Nothing says midweek meal magic like a healthy, yet hearty Falafel Pasta Salad. We’ve teamed up with Cauldron and created a middle eastern inspired dish packed full of flavour with all the goodness of chickpeas, using Cauldron’s Middle Eastern Falafel’s - Twisted favourite and total crowd pleaser. Not only delicious, but the dish is also accidentally vegan, so good you wouldn’t even know! Thank us later.
- Start by making the crisp breads to serve with your salad. Slice your pita bread into small squares, place in a large bowl and add olive oil, your spices and salt, toss well to combine to ensure all the pieces of bread are coated. Place the coated flat bread on a tray and bake for 12 minutes until crispy and heated through.
- Then make your dressing, in a blender blitz, garlic, lemon juice, coriander, jalapenos, salt, cardamom, cumin, paprika, and olive oil until smooth. Set aside.
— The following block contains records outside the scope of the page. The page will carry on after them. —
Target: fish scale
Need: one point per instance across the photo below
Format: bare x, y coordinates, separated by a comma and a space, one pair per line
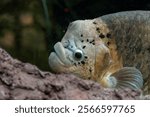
114, 49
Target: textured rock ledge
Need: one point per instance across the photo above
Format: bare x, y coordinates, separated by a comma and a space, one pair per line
20, 80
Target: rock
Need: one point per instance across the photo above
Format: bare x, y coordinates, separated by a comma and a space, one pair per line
20, 80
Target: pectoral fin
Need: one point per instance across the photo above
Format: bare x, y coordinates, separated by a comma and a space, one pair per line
129, 77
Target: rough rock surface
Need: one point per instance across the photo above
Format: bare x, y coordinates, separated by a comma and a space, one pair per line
20, 80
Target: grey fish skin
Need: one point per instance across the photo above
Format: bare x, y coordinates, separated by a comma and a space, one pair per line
131, 31
107, 47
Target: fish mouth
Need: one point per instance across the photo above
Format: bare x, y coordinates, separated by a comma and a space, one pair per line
58, 61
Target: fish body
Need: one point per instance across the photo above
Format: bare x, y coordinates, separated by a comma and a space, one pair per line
113, 50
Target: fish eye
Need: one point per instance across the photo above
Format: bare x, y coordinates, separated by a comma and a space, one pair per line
78, 54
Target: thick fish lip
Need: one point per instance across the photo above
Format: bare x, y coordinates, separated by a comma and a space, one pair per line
57, 59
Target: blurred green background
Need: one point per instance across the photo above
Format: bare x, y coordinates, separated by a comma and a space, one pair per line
29, 33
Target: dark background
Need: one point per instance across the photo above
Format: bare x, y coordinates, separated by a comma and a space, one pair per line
29, 35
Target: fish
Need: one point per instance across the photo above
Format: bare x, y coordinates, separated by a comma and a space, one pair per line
113, 50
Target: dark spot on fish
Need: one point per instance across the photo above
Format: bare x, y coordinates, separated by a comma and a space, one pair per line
83, 47
108, 43
94, 23
75, 64
148, 49
83, 62
102, 35
90, 70
92, 41
97, 29
85, 57
108, 35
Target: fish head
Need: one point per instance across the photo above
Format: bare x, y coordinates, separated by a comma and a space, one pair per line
81, 51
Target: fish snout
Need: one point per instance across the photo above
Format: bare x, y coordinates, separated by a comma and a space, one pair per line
58, 60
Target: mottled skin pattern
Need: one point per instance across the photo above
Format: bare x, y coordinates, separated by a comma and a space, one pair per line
108, 44
131, 31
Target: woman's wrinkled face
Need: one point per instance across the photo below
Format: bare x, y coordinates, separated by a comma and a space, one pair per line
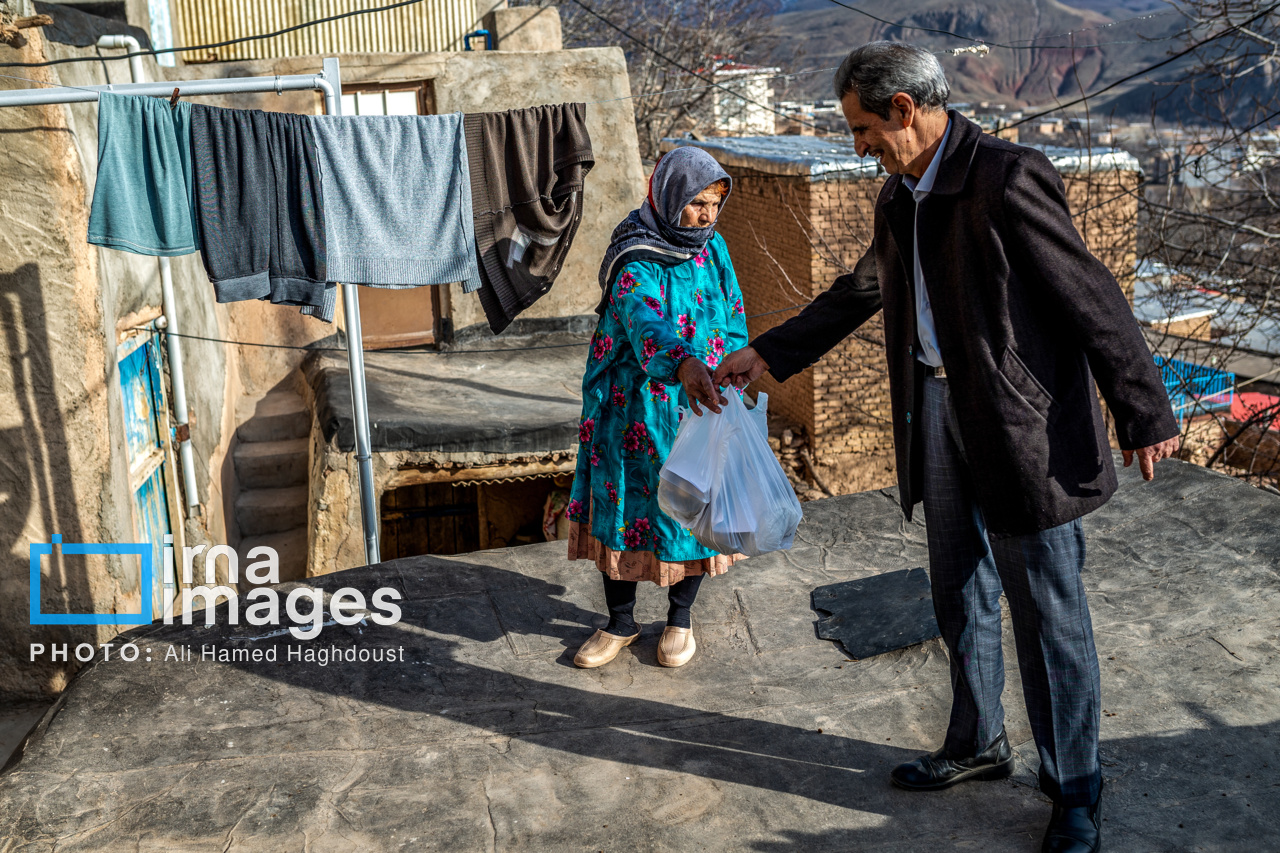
702, 211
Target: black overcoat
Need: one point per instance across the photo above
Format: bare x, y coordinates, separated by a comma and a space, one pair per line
1027, 322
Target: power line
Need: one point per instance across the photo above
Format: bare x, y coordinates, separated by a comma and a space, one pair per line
685, 68
220, 44
1016, 45
1148, 69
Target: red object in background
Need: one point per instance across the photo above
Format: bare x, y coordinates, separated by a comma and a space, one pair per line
1249, 402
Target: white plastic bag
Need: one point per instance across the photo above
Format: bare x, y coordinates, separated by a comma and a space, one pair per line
723, 484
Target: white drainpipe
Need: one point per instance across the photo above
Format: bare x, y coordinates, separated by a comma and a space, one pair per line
169, 322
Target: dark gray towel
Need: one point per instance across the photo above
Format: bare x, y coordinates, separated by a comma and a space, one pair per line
259, 206
528, 169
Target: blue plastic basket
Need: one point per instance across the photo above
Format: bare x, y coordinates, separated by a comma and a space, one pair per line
1194, 388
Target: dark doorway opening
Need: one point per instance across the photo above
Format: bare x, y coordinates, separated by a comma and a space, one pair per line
446, 519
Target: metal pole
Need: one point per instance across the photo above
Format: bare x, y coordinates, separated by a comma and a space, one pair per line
329, 82
131, 45
356, 365
173, 343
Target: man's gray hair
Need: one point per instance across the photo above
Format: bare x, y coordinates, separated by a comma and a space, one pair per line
881, 69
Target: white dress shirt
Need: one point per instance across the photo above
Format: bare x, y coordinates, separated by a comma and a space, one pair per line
924, 328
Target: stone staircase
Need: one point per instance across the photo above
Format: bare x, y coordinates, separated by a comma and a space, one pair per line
272, 460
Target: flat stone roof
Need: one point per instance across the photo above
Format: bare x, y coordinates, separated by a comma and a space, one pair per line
488, 396
487, 738
836, 156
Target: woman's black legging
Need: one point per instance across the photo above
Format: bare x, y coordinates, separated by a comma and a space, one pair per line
620, 596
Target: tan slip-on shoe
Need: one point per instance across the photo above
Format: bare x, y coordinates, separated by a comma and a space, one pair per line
602, 648
676, 646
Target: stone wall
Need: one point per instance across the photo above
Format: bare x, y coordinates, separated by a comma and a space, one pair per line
790, 236
67, 305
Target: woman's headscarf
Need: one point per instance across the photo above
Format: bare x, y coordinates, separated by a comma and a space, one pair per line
653, 231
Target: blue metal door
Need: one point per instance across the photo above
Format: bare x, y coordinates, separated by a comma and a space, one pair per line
142, 392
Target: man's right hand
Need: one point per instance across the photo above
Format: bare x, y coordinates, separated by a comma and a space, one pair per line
740, 368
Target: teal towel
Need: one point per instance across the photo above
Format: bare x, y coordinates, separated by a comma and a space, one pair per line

- Chop your aubergine and romano pepper into 4cm squares, place on a baking tray drizzle with olive oil and salt to taste. Then place your Cauldron Middle Eastern Falafels on the baking tray and bake for 12 mins at 180 degrees. Remove your Cauldron Middle Eastern Falafels from the baking tray and set to one side, continue to cook your aubergine and pepper for another 10 mins.
- Slice tomatoes and roughly chop herbs and place in a large bowl, add your roasted vegetables, falafel, cooked pasta, dressing and half of your crispbreads, toss to combine and add more olive oil if needed. Serve on a large platter, topped with mint leaves, pomegranate seeds, and the remaining crisp breads.